Marie-George Buffet. Oui, sinon nous n'en serions pas là. Comment briser la vitre ? Des millions de femmes et d'hommes sont aujourd'hui exclus de la vie démocratique, et souvent de toute la vie sociale. Beaucoup d'entre eux ont l'impression que nous nous sommes éloignés, que nous sommes devenus un parti comme les autres. Elles, ils ne se sentent plus représenté-e-s. Nous devons avoir l'ambition de redevenir le Parti proche du peuple dans lequel elles, ils puissent se reconnaître. Ce n'est pas qu'une question de terrain. Cela dépend aussi de notre capacité à porter leurs révoltes et leurs colères, à proposer un idéal qui en vaille la peine, à porter les grandes réformes qui répondent dès aujourd'hui à leurs attentes, à se positionner avec courage sur de grands débats de société. Et, enfin, à leur être utiles en créant les conditions de rassemblements politiques efficaces. C'est tout cela qui a fait notre rayonnement dans le passé ; c'est tout cela que nous devons retrouver à partir d'une conception neuve du communisme. Des racines, et des ailes.
- Mais pourtant il y a aussi des gens dans des luttes. Dans les entreprises, contre la mondialisation libérale. Là aussi, on dirait parfois qu'il y a un écran entre eux et le PCF...

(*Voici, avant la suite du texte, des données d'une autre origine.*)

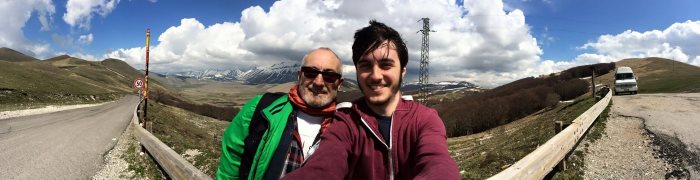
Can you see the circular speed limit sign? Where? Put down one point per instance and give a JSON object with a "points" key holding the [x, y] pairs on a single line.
{"points": [[138, 83]]}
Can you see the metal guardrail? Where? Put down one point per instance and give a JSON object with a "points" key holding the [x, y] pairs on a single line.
{"points": [[174, 165], [540, 162]]}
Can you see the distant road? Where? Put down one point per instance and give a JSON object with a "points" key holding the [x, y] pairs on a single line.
{"points": [[629, 151], [62, 145]]}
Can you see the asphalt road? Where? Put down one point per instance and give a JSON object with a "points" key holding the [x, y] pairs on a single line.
{"points": [[62, 145]]}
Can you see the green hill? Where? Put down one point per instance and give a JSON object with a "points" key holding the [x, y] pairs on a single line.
{"points": [[659, 75], [64, 80], [7, 54]]}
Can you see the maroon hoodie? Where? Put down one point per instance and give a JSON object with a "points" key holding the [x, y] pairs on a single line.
{"points": [[353, 147]]}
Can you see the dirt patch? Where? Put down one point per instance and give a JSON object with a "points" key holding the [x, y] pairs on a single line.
{"points": [[624, 152], [649, 136], [684, 164]]}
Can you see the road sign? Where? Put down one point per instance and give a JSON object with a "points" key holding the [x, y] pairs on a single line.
{"points": [[138, 83]]}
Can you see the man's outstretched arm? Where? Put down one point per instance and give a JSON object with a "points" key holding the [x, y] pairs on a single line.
{"points": [[330, 161], [433, 159]]}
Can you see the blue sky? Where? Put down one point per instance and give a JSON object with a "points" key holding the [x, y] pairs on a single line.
{"points": [[489, 42]]}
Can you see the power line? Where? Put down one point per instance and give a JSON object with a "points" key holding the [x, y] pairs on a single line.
{"points": [[424, 61]]}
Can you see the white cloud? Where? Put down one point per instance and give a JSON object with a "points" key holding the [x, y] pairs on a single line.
{"points": [[15, 15], [474, 39], [679, 42], [482, 41], [85, 39], [190, 46], [80, 12]]}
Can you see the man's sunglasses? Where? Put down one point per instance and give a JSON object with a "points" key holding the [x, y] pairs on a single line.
{"points": [[312, 73]]}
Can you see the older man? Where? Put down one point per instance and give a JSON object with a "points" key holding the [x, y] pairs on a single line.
{"points": [[273, 135], [381, 135]]}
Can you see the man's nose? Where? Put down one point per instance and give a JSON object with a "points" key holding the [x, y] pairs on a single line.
{"points": [[376, 73], [318, 80]]}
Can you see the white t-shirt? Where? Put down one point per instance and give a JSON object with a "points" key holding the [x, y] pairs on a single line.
{"points": [[308, 127]]}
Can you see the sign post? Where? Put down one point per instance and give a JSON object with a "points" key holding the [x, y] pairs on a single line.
{"points": [[145, 91]]}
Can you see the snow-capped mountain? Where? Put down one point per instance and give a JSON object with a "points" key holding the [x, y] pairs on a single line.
{"points": [[440, 86], [274, 74], [277, 73]]}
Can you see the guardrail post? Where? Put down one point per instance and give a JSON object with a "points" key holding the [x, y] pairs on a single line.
{"points": [[558, 126]]}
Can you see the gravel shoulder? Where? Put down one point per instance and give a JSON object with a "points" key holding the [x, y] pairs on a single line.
{"points": [[648, 136], [44, 110], [115, 166], [68, 144]]}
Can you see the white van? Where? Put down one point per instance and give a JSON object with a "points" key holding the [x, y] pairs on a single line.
{"points": [[625, 81]]}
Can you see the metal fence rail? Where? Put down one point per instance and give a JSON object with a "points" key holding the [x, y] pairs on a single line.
{"points": [[540, 162], [174, 165]]}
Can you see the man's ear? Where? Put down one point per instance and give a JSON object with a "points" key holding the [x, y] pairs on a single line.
{"points": [[403, 73], [340, 83], [298, 75]]}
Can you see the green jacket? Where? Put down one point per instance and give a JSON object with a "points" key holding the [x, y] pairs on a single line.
{"points": [[232, 142]]}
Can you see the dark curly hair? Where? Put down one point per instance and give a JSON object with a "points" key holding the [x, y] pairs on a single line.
{"points": [[371, 37]]}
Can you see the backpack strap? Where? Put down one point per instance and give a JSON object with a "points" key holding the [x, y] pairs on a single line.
{"points": [[256, 129]]}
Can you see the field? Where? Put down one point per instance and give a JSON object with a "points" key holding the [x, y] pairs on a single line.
{"points": [[196, 138], [658, 75], [483, 155]]}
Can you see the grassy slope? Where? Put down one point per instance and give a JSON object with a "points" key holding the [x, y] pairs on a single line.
{"points": [[7, 54], [183, 130], [658, 75], [63, 80], [483, 155]]}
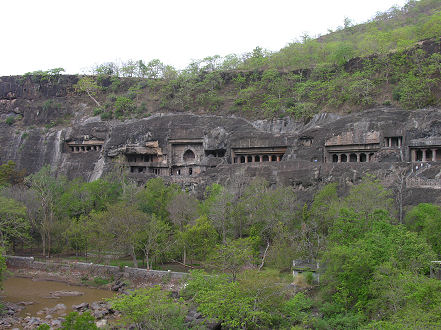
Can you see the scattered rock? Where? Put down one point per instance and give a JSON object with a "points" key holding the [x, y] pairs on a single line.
{"points": [[59, 294], [80, 307]]}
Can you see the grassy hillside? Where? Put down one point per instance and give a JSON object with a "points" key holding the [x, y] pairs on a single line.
{"points": [[382, 62]]}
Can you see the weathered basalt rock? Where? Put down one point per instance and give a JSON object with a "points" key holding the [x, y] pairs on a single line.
{"points": [[196, 150]]}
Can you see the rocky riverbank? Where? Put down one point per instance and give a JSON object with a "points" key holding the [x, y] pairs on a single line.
{"points": [[55, 316]]}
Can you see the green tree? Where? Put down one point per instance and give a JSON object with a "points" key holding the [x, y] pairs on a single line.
{"points": [[425, 219], [47, 190], [154, 238], [150, 308], [89, 86], [233, 256], [199, 239], [14, 224]]}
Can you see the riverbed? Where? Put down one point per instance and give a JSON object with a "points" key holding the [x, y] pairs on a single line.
{"points": [[17, 289]]}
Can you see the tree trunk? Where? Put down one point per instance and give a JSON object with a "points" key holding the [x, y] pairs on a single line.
{"points": [[264, 256], [135, 262], [43, 241], [48, 245]]}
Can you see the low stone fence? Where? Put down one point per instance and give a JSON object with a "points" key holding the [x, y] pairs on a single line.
{"points": [[94, 269]]}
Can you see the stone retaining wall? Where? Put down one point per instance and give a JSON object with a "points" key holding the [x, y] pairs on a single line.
{"points": [[94, 269]]}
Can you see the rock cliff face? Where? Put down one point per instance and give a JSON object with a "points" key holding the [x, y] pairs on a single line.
{"points": [[51, 125]]}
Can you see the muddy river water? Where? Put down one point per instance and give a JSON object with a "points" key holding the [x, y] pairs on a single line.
{"points": [[16, 289]]}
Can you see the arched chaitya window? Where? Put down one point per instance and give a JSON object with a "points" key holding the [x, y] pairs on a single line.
{"points": [[189, 155]]}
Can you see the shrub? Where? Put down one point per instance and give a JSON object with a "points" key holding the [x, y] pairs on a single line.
{"points": [[10, 120], [123, 105], [150, 308]]}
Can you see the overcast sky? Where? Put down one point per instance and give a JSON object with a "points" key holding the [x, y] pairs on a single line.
{"points": [[77, 34]]}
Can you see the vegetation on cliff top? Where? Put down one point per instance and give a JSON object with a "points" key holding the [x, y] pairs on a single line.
{"points": [[379, 63]]}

Marie-George Buffet. Oui et cela pose la question des rassemblements. Depuis des décennies, le Parti communiste a fait le choix de l'union pour battre la droite. Ce choix est nécessaire. Mais cette question est devenue le pivot de toute notre stratégie et nous l'avons trop souvent réduite à l'idée que notre rôle était de peser pour ancrer la gauche à gauche. Mais, notamment pendant les campagnes électorales, nous sommes régulièrement apparus comme nous positionnant par rapport au PS. Il fallait éviter que le PS nous entraîne là, peser pour que le PS aille ici... Et cela, bien sûr, n'a pas marché. Il faut donc travailler à rassembler toutes celles et ceux qui pensent que le capitalisme n'est pas la fin de l'histoire. Un parti unique, ou un cartel d'organisations ne sont pas, à mon sens, la solution. Il s'agit, je crois, de travailler à des rassemblements avec du sens, des contenus, sur des initiatives, des ripostes. Ces rassemblements n'auront pas toujours la même configuration. Je pense aux deux échéances qui arrivent, les élections européennes et régionales. Les partis dominants vont essayer, par des réformes du mode du scrutin, de pousser les feux d'un bipartisme. Il faut y résister, c'est une première remarque. Mais ensuite, comment faire ? Prenons les européennes. La plupart des forces politiques veulent continuer à construire l'Europe, sans remettre en cause sa dominante libérale et estiment que son élargissement est préoccupant. On ne va pas faire alliance avec eux. Nous pensons qu'il faut accueillir ces nouveaux peuples avec un nouveau Traité pour une nouvelle Europe. Ne peut-on, dès maintenant, mettre en débat public, en France et en Europe, des propositions allant dans ce sens, et voir s'il est possible de construire une alternative électorale sur ces bases-là. Pour les régionales, la démarche doit être la même, le contenu d'abord. N'éliminons aucun individu, aucune force politique, associative, syndicale, citoyenne, a priori de ce rassemblement. L'essentiel est le contenu, le sens, c'est à partir de là que se construira une majorité de citoyens et de citoyennes.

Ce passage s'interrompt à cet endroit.